The current debate about Scotland and independence is providing some interesting references to the connections between Ulster and Scotland. However Seam Mallon's intervention was notable for being particularly ill-tempered and ill-informed.
Salmond told the Morning Show on RTE: 'I am sure, as many people in Ireland will remember, that sometimes people in leadership positions in big countries find it very difficult not to bully small countries.
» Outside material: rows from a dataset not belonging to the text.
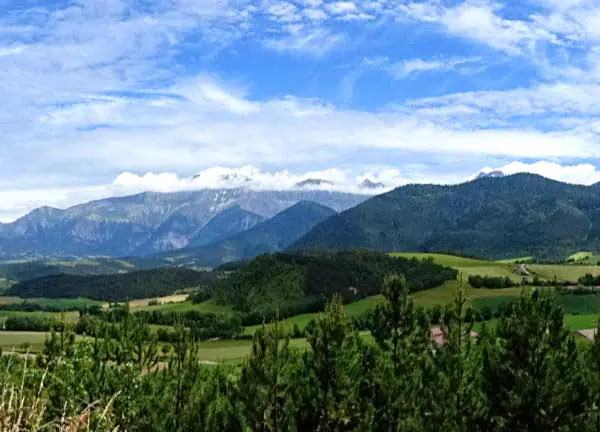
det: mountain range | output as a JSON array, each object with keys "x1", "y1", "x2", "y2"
[
  {"x1": 159, "y1": 201, "x2": 336, "y2": 267},
  {"x1": 291, "y1": 173, "x2": 600, "y2": 258},
  {"x1": 0, "y1": 188, "x2": 368, "y2": 259}
]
Of course, what we have seen - as everybody knows - over the last week is the most extraordinary attempt to intimidate Scotland by Westminster politicians.'
Later in the interview he said, 'As again the people of Ireland will know, bullying and hectoring the Scottish people from London ain't going to work.'
However Seamus Mallon, a former leader of the SDLP, was not impressed by Salmond's attempt to draw parallels between Scottish nationalism and Irish nationalism: 'Scotland was part of the bullying that took place in Ireland. People from Scotland were the corner of the plantation of Ulster. I think alex is a very able performer, but his knowledge of history is a little weak. As recently as 15 years ago, you had Scottish regiments here, enforcing the writ of Britain so, I think I could recommend a good history of Ireland for him.'
Seamus Mallon was aware that in the 17th century the majority of the settlers in Ulster were Scottish but in other ways his knowledge of that period of Ulster history is serious deficient. He is certainly in no position to lecture Salmond. Mallon is still wedded to an outdated and ill-informed view of the 17th century and would benefit from reading some of the insights of the late Professor A T Q Stewart.
Mallon has been described as a moderate nationalist but he was always a cultural bigot.